La constance du sens dans le langage présuppose que chaque culture humaine utilise la grammaire, et que les règles grammaticales fondamentales existent à travers les cultures en vertu de l'usage. La question philosophique d'une série infinie de règles nécessaires pour traduire une langue en un nombre indéterminé d'autres suggère le contre-exemple des structures finies connues ou des règles de grammaire construites au fil du temps dans chaque langue humaine.
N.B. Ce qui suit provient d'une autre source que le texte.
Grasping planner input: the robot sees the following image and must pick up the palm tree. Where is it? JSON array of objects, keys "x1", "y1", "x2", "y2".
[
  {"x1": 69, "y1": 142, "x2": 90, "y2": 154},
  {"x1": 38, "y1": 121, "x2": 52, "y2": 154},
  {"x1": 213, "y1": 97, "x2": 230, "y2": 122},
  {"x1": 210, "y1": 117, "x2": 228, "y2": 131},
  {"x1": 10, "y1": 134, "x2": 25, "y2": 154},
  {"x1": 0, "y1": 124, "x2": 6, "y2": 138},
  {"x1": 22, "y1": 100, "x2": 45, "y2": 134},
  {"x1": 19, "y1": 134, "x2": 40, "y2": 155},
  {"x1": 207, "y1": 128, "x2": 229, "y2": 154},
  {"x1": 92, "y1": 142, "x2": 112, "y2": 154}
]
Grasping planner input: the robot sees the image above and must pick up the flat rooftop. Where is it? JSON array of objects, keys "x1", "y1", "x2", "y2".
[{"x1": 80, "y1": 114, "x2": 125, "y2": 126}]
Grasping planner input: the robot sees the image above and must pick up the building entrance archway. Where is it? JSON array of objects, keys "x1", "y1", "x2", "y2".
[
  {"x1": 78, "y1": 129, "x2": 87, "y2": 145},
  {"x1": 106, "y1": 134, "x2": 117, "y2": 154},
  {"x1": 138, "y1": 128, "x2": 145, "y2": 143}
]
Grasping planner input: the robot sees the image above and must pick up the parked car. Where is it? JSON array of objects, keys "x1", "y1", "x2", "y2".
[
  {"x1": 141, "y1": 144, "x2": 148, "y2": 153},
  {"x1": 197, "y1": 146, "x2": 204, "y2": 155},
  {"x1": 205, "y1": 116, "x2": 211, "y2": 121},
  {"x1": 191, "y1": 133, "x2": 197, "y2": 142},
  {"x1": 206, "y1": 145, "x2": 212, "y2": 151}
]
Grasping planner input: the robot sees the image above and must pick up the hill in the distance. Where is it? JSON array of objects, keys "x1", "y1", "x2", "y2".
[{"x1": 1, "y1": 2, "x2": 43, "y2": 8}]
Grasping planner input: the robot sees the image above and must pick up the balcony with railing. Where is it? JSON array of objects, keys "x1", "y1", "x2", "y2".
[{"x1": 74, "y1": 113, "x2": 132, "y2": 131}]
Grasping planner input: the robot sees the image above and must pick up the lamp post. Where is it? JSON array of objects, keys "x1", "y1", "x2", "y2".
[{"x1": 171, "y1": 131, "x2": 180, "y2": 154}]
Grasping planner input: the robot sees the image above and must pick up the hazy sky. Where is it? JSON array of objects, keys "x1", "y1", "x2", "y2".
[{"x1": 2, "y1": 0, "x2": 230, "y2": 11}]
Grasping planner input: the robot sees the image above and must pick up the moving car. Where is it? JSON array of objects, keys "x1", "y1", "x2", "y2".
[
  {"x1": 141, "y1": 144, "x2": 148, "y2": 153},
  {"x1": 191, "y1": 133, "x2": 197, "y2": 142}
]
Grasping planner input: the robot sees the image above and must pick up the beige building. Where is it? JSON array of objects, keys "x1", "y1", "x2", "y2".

Ces structures restent valables, bien qu'évoluant lentement, des formations d'accords entre les populations sur le sens et le sens précis des mots, aussi ambigus ou vagues soient-ils dans le contexte.

 

L'affirmation selon laquelle il n'existe pas de signification correcte nie le fait que les humains le fassent, précisément, régulièrement et librement. L'esprit est étrange dans sa capacité à communiquer le sens original ou voulu exact des choses à dire ou à faire. Richard Rorty a déclaré un jour que les pragmatiques veulent que notre culture « se débarrasse » de faire les choses correctement selon des règles grammaticales trop complexes et nombreuses pour que l'entreprise de faire les choses correctement en vaille la peine. L'image de soi des philosophes de faire les choses correctement devrait être remplacée par l'image de soi des machines programmées pour servir des « fonctions insoupçonnées ». Le résultat pourrait-il être un langage puissant pour « programmer » d'autres esprits au service de fonctions inimaginables ?  

 

Au cœur de l'analyse du langage de Wittgenstein se trouve son implication dans l'action quotidienne et l'agent incarné – bien loin de l'analogie logicielle désincarnée pour la vie mentale qui aurait été totalement étrangère à Freud. Anthony Giddens a souligné que Wittgenstein ne sépare jamais la conscience et l'action, mais les relie toujours à travers le corps en tant que lieu d'action. Cette distinction importante deviendra le lieu de l'étude empirique du libre arbitre et de sa relation au cerveau et au flux indéterminé des mots qui détermine leur sens dans le contexte de l'activité située. Si l'activité est située, elle est relationnelle, telle que nous la ressentons dans les actes de langage ordinaires. La grammaire peut contraindre la parole, mais la parole n'est pas réductible à la grammaire ou à toute fonction connexe de la sélection naturelle. Pour ces raisons, l'analyse de Wittgenstein des jeux de langage - choisis librement pour concourir et gagner - devrait être à la base de l'analyse de la conscience et de toute science future du libre arbitre telle que structurée et contrainte par des événements neuronaux, mais pas plus réductibles à eux que la parole à la grammaire ou à la grammaire. champs aux particules.